Selecting the Best Arm in One-Shot Multi-Arm RCTs: The Asymptotic Minimax-Regret Decision Framework for the Best-Population Selection Problem
Joonhwi Joo
TL;DR
This work develops a frequentist minimax-regret framework for selecting the best arm in one-shot, multi-arm RCTs, deriving an optimal MMR rule for general multivariate location-family rewards and specializing to MVN rewards to yield a practical plug-in AMMR rule based on estimated means and covariances. It shows a sharp distinction between two-arm and multi-arm designs: with two arms, the empirical zero-threshold rule remains MMR-optimal regardless of variances, while with three or more arms and heteroskedasticity the MMR boundaries become nonlinear and penalize high-variance arms, requiring stronger evidence to choose them. The analysis uses a dual maximin formulation, proves the existence and structure of nature’s least-favorable prior (supported on exactly one point in each Θ^i region), and establishes that the corresponding Bayes rule is unique and minimax; it then provides a local asymptotic justification for plug-in MVN rules when the mean-estimator is locally uniformly normal and covariances are estimated. Numerically, the paper computes the least-favorable priors and visualizes decision boundaries for two- and three-arm MVN experiments, showing how variance structure shapes optimal boundaries and prior masses, and offering a practical framework for comparing multiple policies in a unified decision-theoretic setting.
Abstract
We develop a frequentist decision-theoretic framework for selecting the best arm in one-shot, multi-arm randomized controlled trials (RCTs). Our approach characterizes the minimax-regret (MMR) optimal decision rule for any multivariate location family reward distribution with full support. We show that the MMR rule is deterministic, unique, and computationally tractable. We then specialize to the case of multivariate normal (MVN) rewards with an arbitrary covariance matrix, and establish the local asymptotic minimaxity of a plug-in version of the rule when only estimated means and covariances are available.
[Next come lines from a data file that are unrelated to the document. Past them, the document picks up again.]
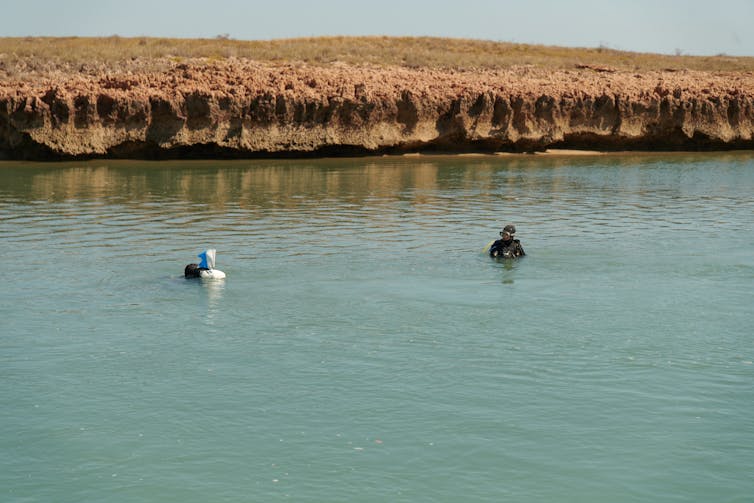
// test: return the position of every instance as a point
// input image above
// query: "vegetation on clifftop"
(45, 54)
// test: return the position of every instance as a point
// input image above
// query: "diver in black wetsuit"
(507, 247)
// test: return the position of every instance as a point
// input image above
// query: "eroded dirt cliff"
(239, 108)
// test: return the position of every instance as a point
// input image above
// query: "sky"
(694, 27)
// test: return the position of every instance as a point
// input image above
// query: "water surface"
(362, 347)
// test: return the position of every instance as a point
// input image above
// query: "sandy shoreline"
(247, 109)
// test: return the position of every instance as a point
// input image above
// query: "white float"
(207, 265)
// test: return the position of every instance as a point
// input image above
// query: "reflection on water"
(265, 184)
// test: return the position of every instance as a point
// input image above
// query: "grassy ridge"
(388, 51)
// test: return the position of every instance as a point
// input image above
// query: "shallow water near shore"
(362, 347)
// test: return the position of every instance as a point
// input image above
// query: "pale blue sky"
(666, 26)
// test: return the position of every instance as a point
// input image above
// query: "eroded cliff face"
(244, 109)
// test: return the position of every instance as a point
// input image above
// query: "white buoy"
(207, 265)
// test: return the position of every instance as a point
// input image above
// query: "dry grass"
(18, 55)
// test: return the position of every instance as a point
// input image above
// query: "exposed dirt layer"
(241, 108)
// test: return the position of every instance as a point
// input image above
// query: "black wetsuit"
(509, 249)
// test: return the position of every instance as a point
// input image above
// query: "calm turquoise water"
(362, 347)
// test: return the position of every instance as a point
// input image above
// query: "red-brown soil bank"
(240, 108)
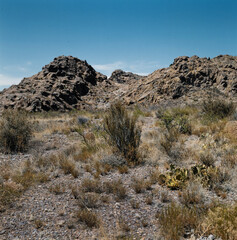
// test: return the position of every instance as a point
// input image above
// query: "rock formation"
(59, 86)
(187, 78)
(69, 83)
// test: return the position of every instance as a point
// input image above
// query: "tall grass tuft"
(15, 131)
(123, 132)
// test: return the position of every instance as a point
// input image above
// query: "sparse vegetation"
(215, 109)
(123, 132)
(222, 222)
(106, 185)
(15, 131)
(88, 217)
(175, 220)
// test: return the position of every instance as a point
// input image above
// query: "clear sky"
(134, 35)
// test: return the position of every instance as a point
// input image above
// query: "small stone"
(137, 215)
(60, 223)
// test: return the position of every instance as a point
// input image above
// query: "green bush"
(215, 109)
(15, 131)
(175, 118)
(123, 132)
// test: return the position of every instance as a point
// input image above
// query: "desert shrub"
(88, 217)
(222, 222)
(123, 132)
(207, 159)
(8, 193)
(175, 118)
(88, 200)
(191, 194)
(15, 131)
(116, 187)
(215, 109)
(82, 120)
(175, 220)
(91, 185)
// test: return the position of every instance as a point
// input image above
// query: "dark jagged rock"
(59, 86)
(69, 83)
(187, 78)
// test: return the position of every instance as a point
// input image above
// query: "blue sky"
(134, 35)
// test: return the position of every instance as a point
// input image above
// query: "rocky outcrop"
(187, 78)
(59, 86)
(69, 83)
(120, 76)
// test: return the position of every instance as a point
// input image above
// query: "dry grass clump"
(123, 169)
(15, 131)
(91, 185)
(175, 220)
(116, 187)
(88, 200)
(57, 188)
(168, 143)
(215, 109)
(135, 204)
(222, 222)
(139, 185)
(176, 118)
(207, 159)
(28, 176)
(68, 166)
(8, 193)
(88, 217)
(164, 196)
(192, 194)
(123, 132)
This asymptotic MMR (AMMR) procedure maps a covariance-matrix estimate directly into decision boundaries, allowing straightforward implementation in practice. Our analysis highlights a sharp contrast between two-arm and multi-arm designs. With two arms, the "pick-the-winner" empirical success rule remains MMR-optimal, regardless of the arm-specific variances. By contrast, with three or more arms and heterogeneous variances, the empirical success rule is no longer optimal: the MMR decision boundaries become nonlinear and systematically penalize high-variance arms, requiring stronger evidence to select them. Our multi-arm AMMR framework offers a rigorous foundation that leads to practical criteria for comparing multiple policies simultaneously.